# A new "New Spirituality" front forming



## Jerusalem Blade (Jul 22, 2009)

A friend from my Woodstock days I am talking with about the Lord sent me this link to a new documentary: With One Voice: Awaken to the Reality that Unites Us All.

It's due to be released in August.

Careful with responses to this — this forum is public, and I seek to win some from this sector to the truth and love of Christ as He is revealed in the Bible.


----------



## Herald (Jul 22, 2009)

There is a passage of scripture a person must wrestle with when they advocate multiple paths to God.

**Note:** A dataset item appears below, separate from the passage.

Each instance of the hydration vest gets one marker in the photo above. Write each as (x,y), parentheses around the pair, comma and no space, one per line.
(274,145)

> John 14:6 6 Jesus said to him, "I am the way, and the truth, and the life; no one comes to the Father, but through Me.



Our Lord doesn't leave much wiggle room in this statement. He does not say "I am one way, one truth, and one way to life." He purposefully locks out any other way to the Father by stating that He is the (definite article) way. This passage should be part of any discussion that seeks to embrace a diversity of paths to God.


----------



## Jerusalem Blade (Jul 22, 2009)

I had the same thought, Bill, for when I respond to him. There's no getting around those words.

The devil is having at us on many fronts. The equivalent to this is Toshiro Mifune (in the old Japanese samurai films) holding his own against multitudes of attackers with his matchless blade.

The King is preparing us to share His glory when we see Him face to face.


----------